Image source: Getty Images.
A few key highlights of the quarter:
- The volume of vehicle sales fell 2% as a 7% drop in new car sales overwhelmed a 3% uptick in the used car business. The new car weakness was a slight surprise, given that management had blamed temporary inventory issues for similar challenges back in late October.
- Same-store sales fell into negative territory to mark the second straight quarter of decelerating results. That metric was flat last quarter and expanded by 9% in the fiscal second quarter.
- Gross profit per vehicle ticked up for used cars but fell 5% in the new car segment in another indication of worsening demand trends.
- Lower expenses helped operating income hold steady at $136 million, or 2.5% of sales.
- Penske booked a significant one-time tax benefit in the prior year, which explains why reported profit cratered by 70%. After accounting for temporary charges, adjusted earnings rose 10%.

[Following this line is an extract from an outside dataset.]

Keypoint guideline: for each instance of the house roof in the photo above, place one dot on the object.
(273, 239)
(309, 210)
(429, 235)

What management had to say
Executives focused their comments on the wider 2018 performance that included operating wins for the company such as record revenue and sales volumes and a 23% spike in adjusted profits. "2018 was the best year in the history of Penske Automotive Group," CEO Roger Penske said in a press release.
As for the fourth quarter, management credited wins in the used car business and in the company's commercial truck operation for supporting overall growth that nonetheless fell below expectations. "Product availability in Western Europe of certain brands...impacted our performance during the quarter," Penske was quoted as saying.
Penske's weakening new vehicle segment implies that the company might struggle in 2019 to match the 3% overall sales volume increase, or the 3% boost in same-store sales, that it notched last year. However, the latest results demonstrate that the business can generate healthy profits even during periods of modest industry contraction. After all, operating earnings rose 10% over the past year to significantly outpace the company's reported 6.5% revenue increase.
Executives don't issue detailed sales forecasts, but it's likely that Penske is aiming for a similar boost in profitability in 2019, mainly thanks to strength in areas of its business that don't rely on robust increases in new car sales.